The UN Committee on Economic, Social and Cultural Rights has stated that the right to education requires that functioning educational institutions and programs have to be available in sufficient quantity within a country. The committee has identified that education is both a human right in itself and an indispensible means of realising other human rights.

The government is taking clear action to strengthen existing protections for the right to education. Education is a fundamental building block for a civil and prosperous society. The significance of our efforts in the human rights arena will be acknowledged when the ACT becomes the first Australian jurisdiction to formally recognise the importance of education as a human right.
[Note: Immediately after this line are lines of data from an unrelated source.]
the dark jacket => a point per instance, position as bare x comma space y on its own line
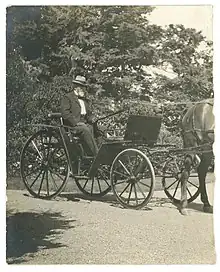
71, 110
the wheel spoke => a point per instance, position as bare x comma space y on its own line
37, 149
99, 186
121, 174
56, 174
42, 179
189, 191
42, 143
130, 164
121, 181
135, 193
129, 196
53, 179
33, 171
85, 184
47, 182
171, 184
36, 178
144, 184
124, 189
176, 189
135, 163
193, 184
141, 190
103, 177
126, 170
92, 185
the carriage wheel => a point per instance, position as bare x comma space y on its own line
172, 184
97, 186
132, 178
44, 164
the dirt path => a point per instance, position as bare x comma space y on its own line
74, 230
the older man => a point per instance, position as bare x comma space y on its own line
75, 113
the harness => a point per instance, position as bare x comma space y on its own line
194, 130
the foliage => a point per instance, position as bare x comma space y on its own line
116, 48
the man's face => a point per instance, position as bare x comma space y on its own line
80, 91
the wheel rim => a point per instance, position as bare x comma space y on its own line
44, 165
172, 184
97, 186
132, 178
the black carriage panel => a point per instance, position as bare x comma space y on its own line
106, 154
143, 129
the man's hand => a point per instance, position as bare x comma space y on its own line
81, 124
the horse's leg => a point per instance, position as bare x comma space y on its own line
202, 172
184, 178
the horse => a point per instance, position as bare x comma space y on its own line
197, 129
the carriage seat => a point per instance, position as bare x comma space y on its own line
56, 115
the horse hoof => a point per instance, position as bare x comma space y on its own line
208, 209
184, 212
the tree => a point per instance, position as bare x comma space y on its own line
115, 47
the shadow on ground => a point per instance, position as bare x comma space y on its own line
111, 199
29, 232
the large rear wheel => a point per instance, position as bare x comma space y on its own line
132, 178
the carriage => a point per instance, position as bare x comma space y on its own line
129, 166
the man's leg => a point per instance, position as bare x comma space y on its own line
87, 136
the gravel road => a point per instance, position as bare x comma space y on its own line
74, 230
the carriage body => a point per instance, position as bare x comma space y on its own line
126, 166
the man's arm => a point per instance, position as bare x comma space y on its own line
66, 111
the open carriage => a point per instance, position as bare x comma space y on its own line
129, 167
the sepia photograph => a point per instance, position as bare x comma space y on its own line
109, 135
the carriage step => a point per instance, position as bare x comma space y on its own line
80, 177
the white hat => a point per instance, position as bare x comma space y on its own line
81, 80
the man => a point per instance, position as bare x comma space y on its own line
75, 113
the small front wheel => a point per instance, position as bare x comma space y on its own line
44, 164
132, 178
171, 181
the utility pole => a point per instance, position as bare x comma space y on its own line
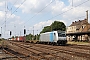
1, 32
87, 19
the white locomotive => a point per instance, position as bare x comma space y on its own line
54, 37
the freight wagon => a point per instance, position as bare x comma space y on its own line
54, 37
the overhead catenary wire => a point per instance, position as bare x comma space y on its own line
15, 10
68, 10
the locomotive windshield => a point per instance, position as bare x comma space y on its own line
61, 35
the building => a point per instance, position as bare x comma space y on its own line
79, 30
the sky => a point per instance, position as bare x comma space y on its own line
17, 15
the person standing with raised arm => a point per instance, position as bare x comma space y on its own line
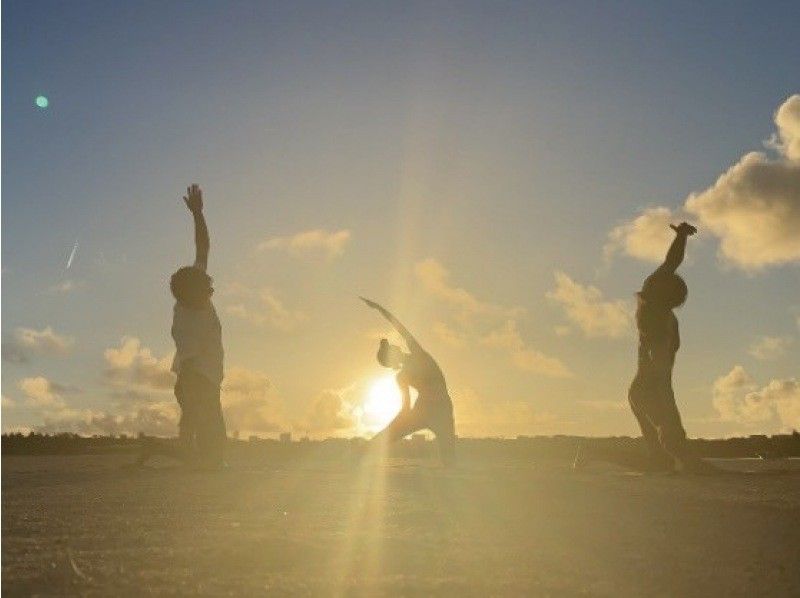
433, 409
198, 357
651, 395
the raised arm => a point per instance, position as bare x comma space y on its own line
678, 248
410, 340
194, 201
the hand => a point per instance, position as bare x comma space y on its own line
684, 228
372, 304
194, 198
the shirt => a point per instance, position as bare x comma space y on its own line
198, 336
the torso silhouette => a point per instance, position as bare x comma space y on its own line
420, 371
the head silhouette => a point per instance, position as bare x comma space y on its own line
390, 356
666, 291
191, 286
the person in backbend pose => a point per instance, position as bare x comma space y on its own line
651, 396
198, 359
433, 409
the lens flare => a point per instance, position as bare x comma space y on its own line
382, 403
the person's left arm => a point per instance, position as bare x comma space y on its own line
202, 243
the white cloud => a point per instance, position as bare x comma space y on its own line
42, 393
647, 237
737, 398
265, 309
754, 208
152, 419
329, 413
29, 341
132, 364
770, 347
317, 242
248, 403
787, 120
522, 356
584, 306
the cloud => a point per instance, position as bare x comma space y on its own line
584, 306
770, 347
316, 242
448, 335
29, 341
754, 207
473, 316
265, 309
132, 364
787, 120
248, 403
522, 356
737, 398
153, 419
42, 393
647, 237
435, 279
507, 418
63, 287
329, 413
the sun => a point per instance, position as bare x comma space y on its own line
382, 403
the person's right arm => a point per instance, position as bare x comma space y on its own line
677, 250
194, 201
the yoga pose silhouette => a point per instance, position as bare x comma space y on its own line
651, 397
433, 409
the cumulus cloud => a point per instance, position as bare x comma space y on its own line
435, 279
329, 413
265, 309
315, 243
448, 335
134, 365
152, 419
770, 347
754, 207
737, 398
585, 307
647, 237
42, 393
480, 321
29, 341
248, 403
505, 417
522, 356
787, 120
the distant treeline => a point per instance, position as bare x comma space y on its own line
523, 447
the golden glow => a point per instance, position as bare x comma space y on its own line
382, 403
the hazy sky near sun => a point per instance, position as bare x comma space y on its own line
500, 176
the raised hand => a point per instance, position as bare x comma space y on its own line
372, 304
194, 198
684, 228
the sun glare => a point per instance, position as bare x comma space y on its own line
382, 403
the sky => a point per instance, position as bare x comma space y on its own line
501, 176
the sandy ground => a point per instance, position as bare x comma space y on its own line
82, 525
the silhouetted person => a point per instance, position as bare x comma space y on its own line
433, 409
651, 396
198, 358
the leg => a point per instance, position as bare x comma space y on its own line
210, 423
443, 425
641, 400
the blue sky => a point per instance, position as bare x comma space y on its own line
503, 141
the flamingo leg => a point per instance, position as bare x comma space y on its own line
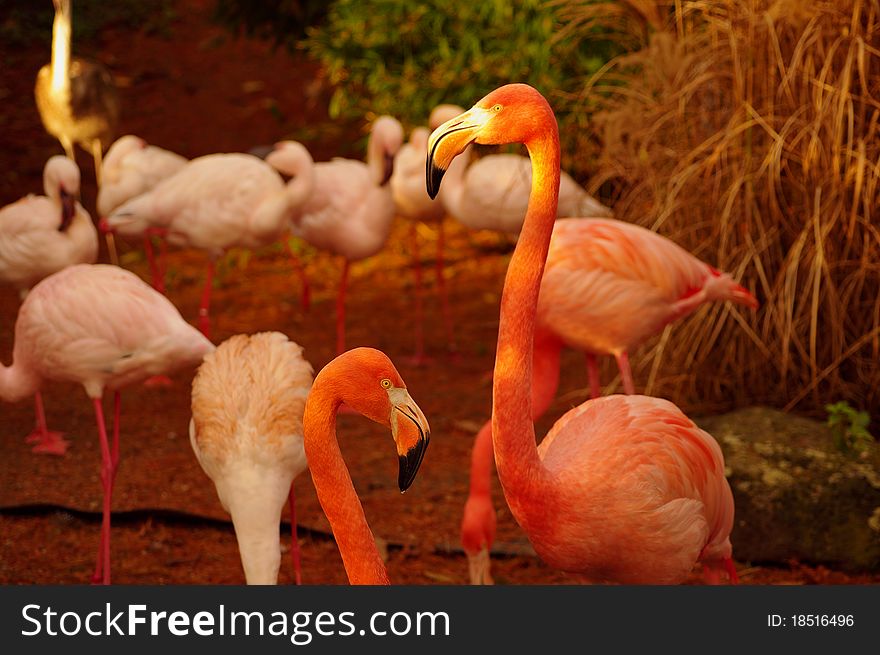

The inclusion of the right to education reflects the understanding that education is essential to the full development of a person’s personality, their full potential and their sense of dignity. UN general comment 13 states:

As an empowerment right, education is the primary vehicle by which economically and socially marginalised adults and children can lift themselves out of poverty and obtain the means to participate fully in their communities. Education has a vital role in empowering women, safeguarding children from exploitative and hazardous labour and sexual exploitation, promoting human rights and democracy, protecting the environment, and controlling population growth. Increasingly, education is recognised as one of the best financial investments States can make. But the importance of education is not just practical: a well-educated, enlightened and active mind, able to wander freely and widely, is one of the joys and rewards of human existence.

This bill reinforces the right to free primary school education and access to further education, vocational and continuing training.

I would like to briefly turn to Mr Seselja’s foreshadowed amendment. The government is happy to support this amendment. The amendment does not derogate from or impact on the intent of the government’s bill. The Education Act already provides for education to be free and to be compulsory in government schooling until the age of 17 or until completion of year 12. And that education, of course, in government schools is free.

The ANU-University of New South Wales report did not recommend the presentation of the right in this manner. It recommended the presentation of the right consistent with the international covenant. But it is nevertheless reasonable to suggest that the right should reflect not just the intent of the UN covenant, which is the government’s proposal, but also how it interacts fully with the provisions for compulsory, free and universal government schooling until the age of 17 in the ACT Education Act. For those reasons the government has no objection to the intent or the actuality of Mr Seselja’s amendment.